I’m reminded of this when P2P vendors talk about P.O. flip. For those unfamiliar with P.O. flip, it is a means of creating a digital invoice from a digital P.O. If I am a buyer and I create a purchase order from an online catalogue, it is reasonable to assume that the invoice information will reflect very closely what the P.O. information contained. It is possible therefore to effectively use the same information and “flip” the P.O. data to create an invoice. In this way, the invoice and the P.O. will always match.

Auditors will see the flaw in this logic straight away. The assumption is that the P.O. is correct all of the time. There’s also an assumption that the full content of the P.O. is shipped by the supplier. But “there’s many a slip twixt cup and lip” as they say – which roughly translates to “there’s a lot that can go wrong”.

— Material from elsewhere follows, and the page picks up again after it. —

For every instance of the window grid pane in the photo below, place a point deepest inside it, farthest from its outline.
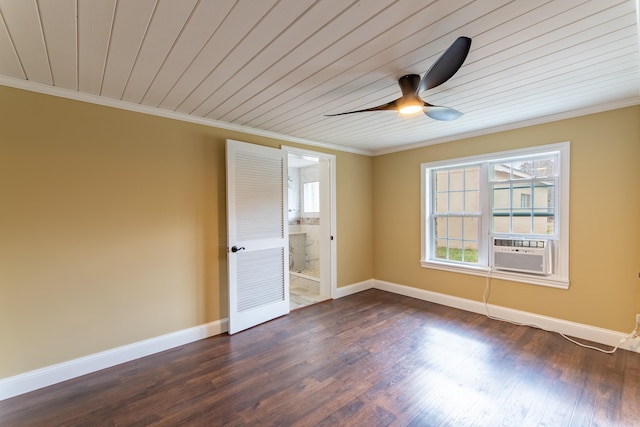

P.O. flip has its place. There are some categories of spend and some P.O. scenarios where the invoice is almost by definition going to be identical to the P.O. Corporate software licenses for example. There’s a catalogue of one product – a new user licence. There’s no delivery charge, no variance from one user to another – that works well. But, apart from simplistic purchase to pay situations, P.O. flip is flipping flawed because it has at its heart an assumption that things always happen the way they should.

When you say to a software supplier – “but what happens if things go wrong?” – the answer should not be “well it shouldn’t”. We know it shouldn’t – like I shouldn’t crash my car. But what if I do?

Procurement and P2P systems are supposed to automate P2P processes but if they focus only on simplistic scenarios or have at their core an assumption that things always happen as they should, they add little value because in the real world, you’d not be automating enough to deliver efficiency. P.O. flip isn’t enough.